Founded by Shivakumar Ganesan, Ishwar Sridharan, Vijay Sharma and Siddharth Ramesh, Exotel offers voice and SMS contact center capabilities to help its clients manage their customer engagement over the cloud. In 2014, Sharma quit the company to build a predictive outbound hiring solution Belong.
Telecommunication services were the major source of revenue for Exotel which stood at Rs 119 crore, as per the company’s annual financial statements with the RoC. The SaaS platform provides service to over 6,000 companies in India, SEA, the Middle East, and Africa.
Exotel generates 82% of the operating revenue from domestic services to Rs 97.75 crore while the rest of the operating revenue is from the companies having place of business outside India to Rs 21.29 crore.
The company also has its other income which soared almost 4X to Rs 2.21 crore in FY21 from Rs 56 lakh in the previous fiscal year (FY20).
Being a full stack customer engagement platform, telephone postage became the largest cost center for Exotel contributing 50% of the overall expenses which shrinks 18.6% to Rs 53.19 crore in FY21 from Rs 65.39 crore in the preceding fiscal year (FY20).
The company spent 36.13% of the expenses on employee benefit costs. It is another major expenditure after telephone postage. This cost grew 17.85% to Rs 38.48 crore in FY21 from Rs 32.65 crore in FY20.
Exotel spent another Rs 3.24 crore on legal and professional fees pushing the total cost to Rs 106.5 crore in FY21 which stood at Rs 117.1 crore in the previous financial year (FY20).

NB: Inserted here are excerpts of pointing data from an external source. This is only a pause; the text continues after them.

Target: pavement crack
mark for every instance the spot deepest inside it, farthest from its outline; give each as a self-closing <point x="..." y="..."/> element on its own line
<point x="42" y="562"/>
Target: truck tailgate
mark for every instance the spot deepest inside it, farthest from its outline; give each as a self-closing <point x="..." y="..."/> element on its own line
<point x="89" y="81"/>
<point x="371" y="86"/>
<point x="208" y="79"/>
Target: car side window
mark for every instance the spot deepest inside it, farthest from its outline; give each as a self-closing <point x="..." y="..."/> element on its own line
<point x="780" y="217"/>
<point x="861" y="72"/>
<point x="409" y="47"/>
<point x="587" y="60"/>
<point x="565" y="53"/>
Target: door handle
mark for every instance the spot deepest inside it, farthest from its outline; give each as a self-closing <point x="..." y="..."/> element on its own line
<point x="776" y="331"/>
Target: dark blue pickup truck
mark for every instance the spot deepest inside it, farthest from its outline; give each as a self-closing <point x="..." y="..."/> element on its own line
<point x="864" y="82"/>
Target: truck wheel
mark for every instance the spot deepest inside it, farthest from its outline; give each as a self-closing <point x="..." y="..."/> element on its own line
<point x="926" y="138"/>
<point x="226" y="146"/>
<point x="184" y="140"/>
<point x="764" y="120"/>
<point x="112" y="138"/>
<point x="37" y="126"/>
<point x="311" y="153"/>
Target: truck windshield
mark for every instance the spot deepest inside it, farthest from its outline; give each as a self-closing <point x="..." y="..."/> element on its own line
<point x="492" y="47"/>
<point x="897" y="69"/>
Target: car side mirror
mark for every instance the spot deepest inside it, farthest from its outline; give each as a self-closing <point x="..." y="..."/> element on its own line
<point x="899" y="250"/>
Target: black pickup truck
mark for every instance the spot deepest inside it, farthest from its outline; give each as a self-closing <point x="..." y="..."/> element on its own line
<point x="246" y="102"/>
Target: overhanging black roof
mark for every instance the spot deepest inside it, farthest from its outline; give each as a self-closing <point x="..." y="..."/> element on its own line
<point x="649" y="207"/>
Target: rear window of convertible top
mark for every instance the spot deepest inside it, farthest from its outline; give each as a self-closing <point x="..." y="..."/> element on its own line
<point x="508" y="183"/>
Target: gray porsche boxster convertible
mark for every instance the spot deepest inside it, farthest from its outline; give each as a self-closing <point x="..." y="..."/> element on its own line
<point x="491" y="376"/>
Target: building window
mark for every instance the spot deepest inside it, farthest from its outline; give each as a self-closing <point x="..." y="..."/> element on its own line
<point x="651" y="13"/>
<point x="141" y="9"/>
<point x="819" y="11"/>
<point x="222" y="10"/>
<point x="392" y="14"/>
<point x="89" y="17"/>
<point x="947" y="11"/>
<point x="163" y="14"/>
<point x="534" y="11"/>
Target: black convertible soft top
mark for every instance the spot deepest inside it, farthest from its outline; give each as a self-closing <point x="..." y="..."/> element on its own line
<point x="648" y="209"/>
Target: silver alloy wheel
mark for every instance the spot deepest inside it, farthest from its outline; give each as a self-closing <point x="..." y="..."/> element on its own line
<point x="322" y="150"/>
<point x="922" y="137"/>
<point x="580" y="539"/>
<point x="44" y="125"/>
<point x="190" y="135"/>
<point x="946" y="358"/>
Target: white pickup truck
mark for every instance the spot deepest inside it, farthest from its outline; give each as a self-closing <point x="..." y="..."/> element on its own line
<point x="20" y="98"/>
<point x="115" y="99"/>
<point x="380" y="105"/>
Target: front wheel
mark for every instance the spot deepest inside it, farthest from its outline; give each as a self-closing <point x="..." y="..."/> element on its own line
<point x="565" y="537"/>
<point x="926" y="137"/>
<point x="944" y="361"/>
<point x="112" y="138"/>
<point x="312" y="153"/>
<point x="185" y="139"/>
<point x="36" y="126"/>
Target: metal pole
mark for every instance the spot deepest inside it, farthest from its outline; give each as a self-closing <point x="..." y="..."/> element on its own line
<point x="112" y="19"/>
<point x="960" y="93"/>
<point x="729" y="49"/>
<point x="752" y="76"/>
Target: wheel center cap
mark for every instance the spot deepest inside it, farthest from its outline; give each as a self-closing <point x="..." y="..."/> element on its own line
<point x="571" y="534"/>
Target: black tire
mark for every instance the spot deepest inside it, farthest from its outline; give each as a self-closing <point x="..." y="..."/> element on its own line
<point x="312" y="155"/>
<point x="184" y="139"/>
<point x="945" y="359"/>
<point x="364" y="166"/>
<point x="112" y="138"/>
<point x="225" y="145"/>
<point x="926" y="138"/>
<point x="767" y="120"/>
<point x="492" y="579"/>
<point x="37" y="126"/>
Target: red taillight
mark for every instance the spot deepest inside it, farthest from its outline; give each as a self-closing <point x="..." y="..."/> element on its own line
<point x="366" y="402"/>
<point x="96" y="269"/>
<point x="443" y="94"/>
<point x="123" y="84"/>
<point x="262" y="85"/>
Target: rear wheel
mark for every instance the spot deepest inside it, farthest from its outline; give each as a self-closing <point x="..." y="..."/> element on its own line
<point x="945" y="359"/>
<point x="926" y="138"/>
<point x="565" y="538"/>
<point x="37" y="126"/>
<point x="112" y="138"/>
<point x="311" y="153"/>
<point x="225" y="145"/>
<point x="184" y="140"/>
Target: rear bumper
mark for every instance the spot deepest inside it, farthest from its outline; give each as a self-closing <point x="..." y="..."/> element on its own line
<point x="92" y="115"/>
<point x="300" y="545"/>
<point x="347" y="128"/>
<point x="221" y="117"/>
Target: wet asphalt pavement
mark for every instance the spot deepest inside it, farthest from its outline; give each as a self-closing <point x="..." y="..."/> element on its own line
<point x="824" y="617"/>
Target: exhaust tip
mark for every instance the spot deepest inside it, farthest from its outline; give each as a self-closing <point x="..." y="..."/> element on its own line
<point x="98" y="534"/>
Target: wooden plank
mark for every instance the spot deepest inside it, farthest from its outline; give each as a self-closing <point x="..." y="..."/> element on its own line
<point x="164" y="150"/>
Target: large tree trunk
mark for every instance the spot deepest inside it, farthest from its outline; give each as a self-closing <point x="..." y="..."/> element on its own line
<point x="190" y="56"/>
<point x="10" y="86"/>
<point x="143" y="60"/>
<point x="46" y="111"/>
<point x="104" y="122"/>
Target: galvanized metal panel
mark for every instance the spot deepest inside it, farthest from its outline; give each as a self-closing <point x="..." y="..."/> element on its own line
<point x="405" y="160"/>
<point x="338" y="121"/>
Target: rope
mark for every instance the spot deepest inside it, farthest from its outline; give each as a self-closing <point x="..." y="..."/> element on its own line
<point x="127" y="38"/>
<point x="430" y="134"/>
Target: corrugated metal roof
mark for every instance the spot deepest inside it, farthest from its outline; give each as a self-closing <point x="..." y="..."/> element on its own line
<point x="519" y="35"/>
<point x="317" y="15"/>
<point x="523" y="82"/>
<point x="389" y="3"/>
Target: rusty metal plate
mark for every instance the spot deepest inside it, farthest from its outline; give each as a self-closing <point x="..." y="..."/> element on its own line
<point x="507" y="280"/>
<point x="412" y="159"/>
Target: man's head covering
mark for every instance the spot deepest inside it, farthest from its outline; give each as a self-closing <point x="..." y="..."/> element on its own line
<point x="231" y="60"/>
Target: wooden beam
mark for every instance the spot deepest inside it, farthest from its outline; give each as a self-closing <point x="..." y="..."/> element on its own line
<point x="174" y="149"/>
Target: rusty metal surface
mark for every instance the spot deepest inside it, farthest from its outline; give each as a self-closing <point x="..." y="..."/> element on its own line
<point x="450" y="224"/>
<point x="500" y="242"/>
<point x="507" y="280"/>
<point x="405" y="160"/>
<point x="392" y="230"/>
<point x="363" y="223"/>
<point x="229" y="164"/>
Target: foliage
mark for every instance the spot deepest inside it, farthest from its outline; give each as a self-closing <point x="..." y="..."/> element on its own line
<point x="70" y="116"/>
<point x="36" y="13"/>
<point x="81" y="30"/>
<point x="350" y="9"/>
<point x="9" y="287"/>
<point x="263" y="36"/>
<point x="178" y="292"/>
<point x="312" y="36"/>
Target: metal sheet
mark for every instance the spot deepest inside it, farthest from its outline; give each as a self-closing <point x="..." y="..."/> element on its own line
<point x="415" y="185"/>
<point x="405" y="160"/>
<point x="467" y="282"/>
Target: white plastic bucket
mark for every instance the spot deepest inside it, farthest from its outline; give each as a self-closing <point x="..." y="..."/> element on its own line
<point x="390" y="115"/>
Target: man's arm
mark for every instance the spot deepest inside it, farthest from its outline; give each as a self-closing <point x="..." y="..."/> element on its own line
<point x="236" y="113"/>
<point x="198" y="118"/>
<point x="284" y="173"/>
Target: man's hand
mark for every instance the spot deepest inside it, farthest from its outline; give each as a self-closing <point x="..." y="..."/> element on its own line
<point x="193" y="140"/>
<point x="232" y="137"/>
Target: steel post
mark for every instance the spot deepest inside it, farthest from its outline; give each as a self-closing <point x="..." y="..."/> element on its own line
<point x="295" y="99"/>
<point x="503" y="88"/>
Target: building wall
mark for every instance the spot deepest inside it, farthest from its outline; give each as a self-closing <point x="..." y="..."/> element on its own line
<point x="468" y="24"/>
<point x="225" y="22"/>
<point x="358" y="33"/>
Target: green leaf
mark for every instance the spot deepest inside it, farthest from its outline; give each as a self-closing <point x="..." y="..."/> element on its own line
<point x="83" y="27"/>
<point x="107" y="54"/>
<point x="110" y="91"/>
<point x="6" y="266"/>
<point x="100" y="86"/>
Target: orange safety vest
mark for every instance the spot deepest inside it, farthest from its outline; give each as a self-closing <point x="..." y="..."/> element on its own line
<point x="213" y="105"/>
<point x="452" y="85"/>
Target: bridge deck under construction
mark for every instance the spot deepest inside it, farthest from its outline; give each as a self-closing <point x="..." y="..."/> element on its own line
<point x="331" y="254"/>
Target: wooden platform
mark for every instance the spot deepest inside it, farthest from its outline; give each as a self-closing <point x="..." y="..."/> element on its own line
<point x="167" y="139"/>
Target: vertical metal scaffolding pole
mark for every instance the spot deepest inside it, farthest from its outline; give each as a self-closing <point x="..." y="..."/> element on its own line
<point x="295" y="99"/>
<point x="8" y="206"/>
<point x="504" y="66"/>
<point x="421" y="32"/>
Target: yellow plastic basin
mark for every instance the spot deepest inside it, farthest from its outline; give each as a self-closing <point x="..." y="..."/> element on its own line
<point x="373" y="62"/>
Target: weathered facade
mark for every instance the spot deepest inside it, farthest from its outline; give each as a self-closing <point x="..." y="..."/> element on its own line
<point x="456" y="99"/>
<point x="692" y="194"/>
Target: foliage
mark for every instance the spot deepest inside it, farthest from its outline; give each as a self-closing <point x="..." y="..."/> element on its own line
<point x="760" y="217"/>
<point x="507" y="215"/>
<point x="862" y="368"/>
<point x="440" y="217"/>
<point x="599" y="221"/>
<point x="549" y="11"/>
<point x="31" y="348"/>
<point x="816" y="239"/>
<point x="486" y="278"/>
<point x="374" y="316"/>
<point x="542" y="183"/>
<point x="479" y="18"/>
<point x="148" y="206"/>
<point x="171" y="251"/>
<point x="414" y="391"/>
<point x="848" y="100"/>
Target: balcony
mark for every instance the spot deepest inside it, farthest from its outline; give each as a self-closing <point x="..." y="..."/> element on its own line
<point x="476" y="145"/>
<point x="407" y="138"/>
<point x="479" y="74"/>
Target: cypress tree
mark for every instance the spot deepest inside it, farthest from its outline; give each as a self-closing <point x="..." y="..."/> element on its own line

While Exotel’s revenue remained flat with 1% growth, the company managed to control its expenses by 9.1%, leading to profits of the startup spiking 12X to Rs 10.43 crore in FY21 where the figures stood at Rs 87 lakhs in FY20.
The control on expenses also impacted the cash inflow for the company. Cash inflow from operations grew 20X to Rs 16.1 crore in FY21 from Rs 78 lakhs in the previous year (FY20). Further, ROCE of the company improved to 32.04% in FY21 from 11.50% in FY20 while the EBITDA margin upgraded to 14.46% in FY21 from 3.38% in FY20.
With all these improvements, the Blume Ventures-backed company managed to improve its unit economics as well. Exotel spent Rs 0.89 to earn a single unit of operating revenue in FY21, whereas the spend for the same was Rs 0.99 in FY20.
Apart from the fundraising, there were few consolidations in the cloud telephony space in the past 12 months. In June 2021, Exotel announced its merger with Ameyo, a contact center platform and the company also acquired Cogno AI, a conversational AI platform in November. A similar startup called MyOperator acquired cloud communications startup Ziffy in October.
Earlier this year, Tiger Global-backed conversational messaging platform Gupshup acquired Sequoia Capital-backed cloud communications firm Knowlarity in a deal worth around $100 million.
Exotel directly competes with Knowlarity, MyOperator and a few others.
While one would imagine the large incumbent telecom operators would be interested in getting into the segment, perhaps what has kept them out has been the issue of valuations, as the telecom business itself had been re-rated down until recently. With both profitability and future outlook improving for the remaining players as a whole now, expect some action in the space soon.